An art exists to wandering lost. In a city with no cars—only water—my brother Tye and I constantly find ourselves facing canals, our paths often and irrationally concluding with a dead-end. Three days exploring Venice; its beauty complicated by a sense of abandonment.

Gondolier during day

If cities are themed, Venice owns water. Even before arriving, stunning views of the Venetian Lagoon separate the city from the mainland. Upon arrival, Tye and I opt to walk rather than pay for a water taxi; two minutes later and we had grab our cameras while standing atop Ponte degli Scalzi over the Grand Canal. The sound of water permeates, a serene reminder of what lies as the foundation to the city. Boats buzz past in all directions. Gondoliers sit beside canals throughout the city, always eager to provide a ride for the many visitors.

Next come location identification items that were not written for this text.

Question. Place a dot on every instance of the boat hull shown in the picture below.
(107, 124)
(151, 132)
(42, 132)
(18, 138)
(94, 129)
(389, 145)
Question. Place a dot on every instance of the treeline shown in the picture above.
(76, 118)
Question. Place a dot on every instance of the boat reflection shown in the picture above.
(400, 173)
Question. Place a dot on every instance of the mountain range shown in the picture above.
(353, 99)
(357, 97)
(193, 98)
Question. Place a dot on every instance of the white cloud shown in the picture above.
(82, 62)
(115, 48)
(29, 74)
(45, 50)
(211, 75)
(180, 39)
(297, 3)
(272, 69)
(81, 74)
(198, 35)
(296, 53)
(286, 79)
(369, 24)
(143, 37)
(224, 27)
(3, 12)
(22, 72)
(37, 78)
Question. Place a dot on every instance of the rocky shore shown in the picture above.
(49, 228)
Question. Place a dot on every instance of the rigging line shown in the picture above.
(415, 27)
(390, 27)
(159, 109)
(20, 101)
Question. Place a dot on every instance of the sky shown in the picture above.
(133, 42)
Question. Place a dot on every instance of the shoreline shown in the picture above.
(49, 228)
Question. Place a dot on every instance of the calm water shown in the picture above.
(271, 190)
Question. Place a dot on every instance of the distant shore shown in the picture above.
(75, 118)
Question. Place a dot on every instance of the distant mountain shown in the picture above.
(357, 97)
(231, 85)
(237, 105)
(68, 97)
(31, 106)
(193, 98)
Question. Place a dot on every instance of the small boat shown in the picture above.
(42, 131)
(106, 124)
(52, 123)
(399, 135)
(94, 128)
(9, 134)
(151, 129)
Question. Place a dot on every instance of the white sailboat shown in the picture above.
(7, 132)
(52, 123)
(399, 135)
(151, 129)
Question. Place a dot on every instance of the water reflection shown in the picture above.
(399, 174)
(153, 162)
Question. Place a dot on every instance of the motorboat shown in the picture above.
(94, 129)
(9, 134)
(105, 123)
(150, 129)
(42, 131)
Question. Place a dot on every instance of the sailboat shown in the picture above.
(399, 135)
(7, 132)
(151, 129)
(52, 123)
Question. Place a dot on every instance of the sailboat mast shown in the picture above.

Venetian masks line shop walls, Murano glass crafted into goods of all forms—the Rialto Bridge has all of these plus great views. The palace and Saint Mark’s Square are iconic. Yes, Venice is gorgeous.

Tye in a small alleyway Venetian masks

Yet for all its beauty, I felt the city itself wears a mask. The main paths are a constant bustle of activity yet one block away feels empty, abandoned. Shops are closed, buildings look forgotten—or at the very least ignored. The constant presence of water is taking its toll. I wonder how true the claims are that the city has more visitors than residents; then again, if the city truly is sinking, I probably wouldn’t choose to live here myself. In some sense, the more we explore, everything we find makes the city feel more and more superficial, a theater for tourists.

Grand Canal from Rialto Bridge Gondolier during night

Even with such tensions, we meet some lovely fellow travelers and explore some amazing history. Instead of people-watching, Venice has boat-watching. Grabbing snacks and a Bellini and enjoying musical performances makes for some lovely summer evenings. Despite Venice appearing in an incredible number of films, nothing quite compares to the experience of standing in the center of Piazza San Marco or merely enjoying an afternoon sitting beside the Grand Canal watching boats pass.